La castaña le tomó media hora entender la razón porque no encontraba a ese niño. Lo percibió a su alrededor aún cuando no lo viera físicamente. Un olor a mugre se colaba entre sus fosas nasales. La maga sacó su varita, entrecerró ligeramente sus párpados. Aunque fungió como una burócrata sus amigos la obligaron a tomar un intensivo curso de autodefensa.

—Aguamenti.—De la varita brotó un chorro de agua que fue lanzado a su lado izquierdo chocando con una pared invisible, el flujo era inofensivo pero detuvo al ser invisible. —Wingardium leviosa.

Scorpius dejó caer la capa de invisibilidad mientras flotaba por los aires, movía las manos desesperado al no sentir el piso debajo de él. Entonces por primera vez logró ver el rostro de su nueva institutriz. La chica tenía delicadas facciones, labios rojos y una encantadora sonrisa. Lo que captó su atención fue ese cabello castaño corto. El niño comenzó a patalear rabioso por haber sido atrapado.
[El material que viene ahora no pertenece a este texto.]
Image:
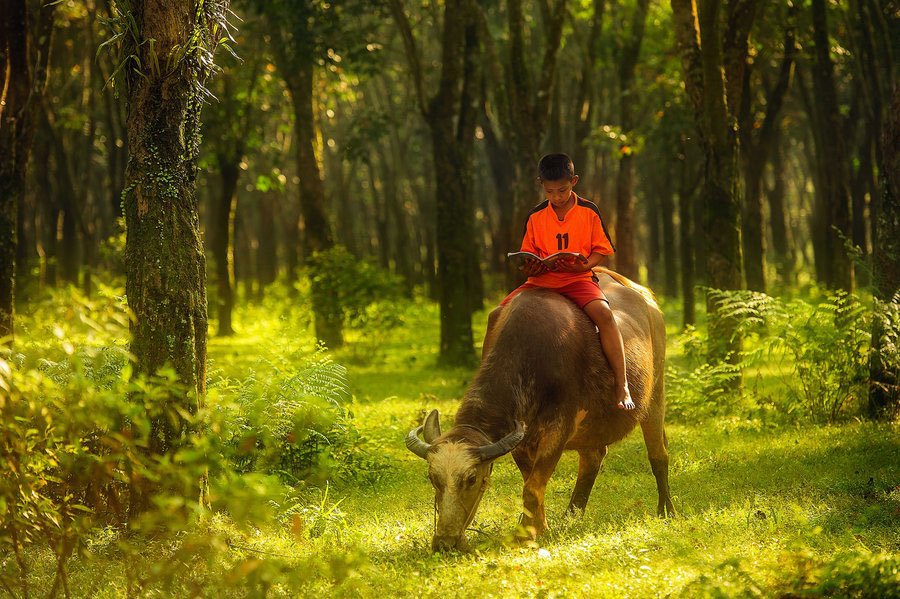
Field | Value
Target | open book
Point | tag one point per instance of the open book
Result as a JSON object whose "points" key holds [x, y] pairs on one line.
{"points": [[519, 258]]}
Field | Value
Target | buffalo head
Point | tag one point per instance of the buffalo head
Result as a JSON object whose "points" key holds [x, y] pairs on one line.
{"points": [[459, 467]]}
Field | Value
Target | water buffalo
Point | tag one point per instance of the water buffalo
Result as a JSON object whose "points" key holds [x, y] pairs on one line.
{"points": [[543, 387]]}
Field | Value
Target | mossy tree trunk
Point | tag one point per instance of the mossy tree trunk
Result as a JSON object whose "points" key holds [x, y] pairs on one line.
{"points": [[164, 262]]}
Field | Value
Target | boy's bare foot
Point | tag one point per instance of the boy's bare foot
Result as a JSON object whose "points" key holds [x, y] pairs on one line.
{"points": [[623, 395]]}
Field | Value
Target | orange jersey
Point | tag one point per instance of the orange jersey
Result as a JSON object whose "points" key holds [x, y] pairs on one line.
{"points": [[582, 230]]}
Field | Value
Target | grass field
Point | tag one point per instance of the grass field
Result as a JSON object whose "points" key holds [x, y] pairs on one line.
{"points": [[766, 507]]}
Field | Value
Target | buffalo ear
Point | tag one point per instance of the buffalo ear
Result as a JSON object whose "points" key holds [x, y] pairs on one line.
{"points": [[432, 426], [502, 447]]}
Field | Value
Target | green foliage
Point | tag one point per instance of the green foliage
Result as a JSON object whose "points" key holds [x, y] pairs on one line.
{"points": [[887, 328], [364, 295], [858, 574], [293, 423], [76, 428], [821, 350]]}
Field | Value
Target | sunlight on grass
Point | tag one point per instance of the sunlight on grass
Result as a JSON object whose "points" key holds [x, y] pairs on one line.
{"points": [[762, 502]]}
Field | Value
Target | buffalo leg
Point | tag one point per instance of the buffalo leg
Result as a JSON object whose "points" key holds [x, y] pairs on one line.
{"points": [[589, 462], [536, 465], [658, 452]]}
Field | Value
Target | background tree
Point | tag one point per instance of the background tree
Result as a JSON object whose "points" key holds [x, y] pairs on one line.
{"points": [[451, 116], [714, 62], [25, 78]]}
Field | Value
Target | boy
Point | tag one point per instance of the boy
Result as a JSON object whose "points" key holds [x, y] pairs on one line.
{"points": [[566, 222]]}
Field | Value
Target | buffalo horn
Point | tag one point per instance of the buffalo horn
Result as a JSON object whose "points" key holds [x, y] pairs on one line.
{"points": [[504, 445], [415, 444], [432, 426]]}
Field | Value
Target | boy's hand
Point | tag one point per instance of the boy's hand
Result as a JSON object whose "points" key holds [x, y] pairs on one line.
{"points": [[533, 268], [572, 264]]}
Scorpius Malfoy era la réplica exacta de su padre cuando tenía cuatro años. Su piel blanca como la nieve, cabellos ligeramente rizados rubios casi plateados, ojos redondos y grises. Sin olvidar esa extraña manera de fruncir la frente cuando está molesto.

—Wow, eres identificó a Draco.—La castaña llevó la mano a su boca para taparla, estaba sorprendida del enorme parecido entre padre e hijo.— Pero no hueles como él. —La mujer comenzó a caminar llevando consigo al niño flotando.—Tu padre siempre olía a menta y manzanas.

Algunos elfos que usaban peculiares trajes, mejor dicho disfraces, dejaron de limpiar las paredes para observar cómo esa nueva inquilina trataba a su pequeño amo. Se miraron entre ellos asustados, era su deber cuidar y proteger del joven Malfoy. Los dos elfos dejaron sus artículos de limpieza. El rubio se giró a observarlos fijamente, esa penetrante mirada les ordenaba detener a la mujer.

—Penny, Nick, tienen prohibido interferir.—La voz del mayordomo Alfred resonó por las paredes.—La señorita Rochester tiene el derecho de ejercer disciplina como mejor le convenga.

—Gracias Alfred.—Gritó emocionada la joven para dirigir sus ojos a unos temerosos elfos. —Por favor Penny ve preparando el baño. —La mujer tapó su nariz con la mano para imitar un gesto de asco.—Apestas Mini Malfoy.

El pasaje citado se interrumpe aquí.